The majority (74.4%) of the images were used to train the algorithm, with 15.4% used for validation and the remaining 10.2% comprising the test set. The test set was used to compare the algorithm’s performance with that of 10 radiologists with different levels of experience (three radiology residents with <3 years’ experience, four radiology residents with ≥3 years’ experience, and three board-certified radiologists).
The investigators report that the deep-learning algorithm correctly classified the test set images as colon cancer rather than diverticulitis with a sensitivity of 83.3% and specificity of 86.6%.

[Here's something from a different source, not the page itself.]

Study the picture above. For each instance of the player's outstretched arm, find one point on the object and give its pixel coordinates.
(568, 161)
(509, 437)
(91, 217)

By comparison, the mean reader sensitivity and specificity for all 10 readers combined were 77.6% and 81.6%, respectively, increasing to 85.5% and 86.6% for the board-certified reader group only. Among the residents, mean sensitivity was 74.2% and mean specificity was 84.2%.
Following their initial image classifications, the readers were presented with the algorithm’s prediction, i.e., the probability of a colon cancer or diverticulitis diagnosis, and were allowed to change or keep their initial assessment for each case. They were not aware of the model’s sensitivity or specificity at that time.
When taking the deep-learning prediction into consideration, mean sensitivity and specificity for the combined reader group increased significantly to 85.6% and 91.3%, respectively.
The algorithm boosted performance significantly regardless of experience, but the greatest improvements occurred among the radiology residents. In this group, sensitivity improved by 9.6 percentage points and specificity improved by 7.2% percentage points. For the board-certified radiologists, improvements were a corresponding 4.5 and 4.7 percentage points.
Put differently, without an AI support system, the false-negative rate was 22.4% for all readers, 25.8% for the residents, and 14.5% for the board-certified radiologists. Artificial intelligence support led to substantial reduction in the false-negative rate, to 14.3%, 16.1%, and 10.0%, respectively.
Ziegelmayer et al conclude that their model “significantly increased the diagnostic performance of all readers, proving the feasibility of AI-supported image analysis” in this setting.
However, they caution that the model was trained and tested on data from a single institution and therefore may not be broadly generalizable.
They also note that the “proof-of-concept study only included the most common malignant and benign diagnoses for bowel wall thickening; in further studies the model should be adapted for malignant and benign entities in general.”
Finally, the authors suggest that multi-parametric data integration, including laboratory inflammatory markers, vital signs, and other symptoms, could improve the model and should be included in further projects.